Published online by Cambridge University Press: 25 May 2018
La construction d'espaces imaginaires n'est pas réservée aux cultures populaires africaines. L'historiographie et l'ethnographie modernes, à l'intersection des traditions orales et de l'écriture savante, ont même été des lieux privilégiés de la cristallisation des mythes, comme dans la Grèce archaïque selon les analyses récentes de Marcel Détienne. C'est ainsi que des lignages, des ethnies, des potentats locaux ont pu se voir attribuer, sous des plumes autorisées, des ancêtres prestigieux, localisés tantôt dans des États lointains, mais réels (l'Ethiopie, le Mali, la Perse…), tantôt dans des royaumes d'autant plus merveilleux qu'ils avaient été forgés avec un grand flou artistique. Nous entreprenons de démontrer ici que c'est le cas du fameux « empire des Bacwezi », qui a reçu une sorte de label d'historicité à force de peupler toutes les synthèses sur l'histoire ancienne de l'Afrique orientale.

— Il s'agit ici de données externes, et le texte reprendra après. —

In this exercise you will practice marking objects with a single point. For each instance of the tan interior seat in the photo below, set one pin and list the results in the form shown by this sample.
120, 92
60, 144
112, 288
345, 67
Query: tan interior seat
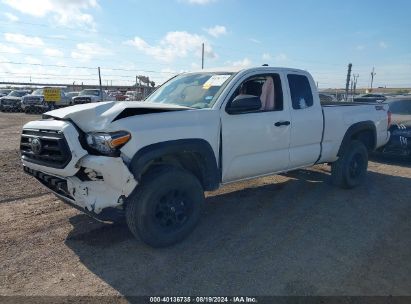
268, 95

According to contemporary historiography the kingdoms of the great lakes of East Africa are to be derived from the former empire of the Kitara governed by the Bacwezi dynasty. A careful rereading of the written, oral, and archeological sources enables this interpretation to be called into question. The legendary cycle of the Bacwezi, kept up notably by the initiation cult of the Kunbandwa which was common to all the cultures of the region, gave rise to the ethnic and racial hypotheses of the first European explorers and was utilized by local ruling groups who felt themselves victims of the political transformations of the 19th century (particularly in the former State of the Bunyoro). The archeological proofs equally appear as questionable extrapolations. The history of this “empire” is that of the construction of an imaginary political space within an African culture.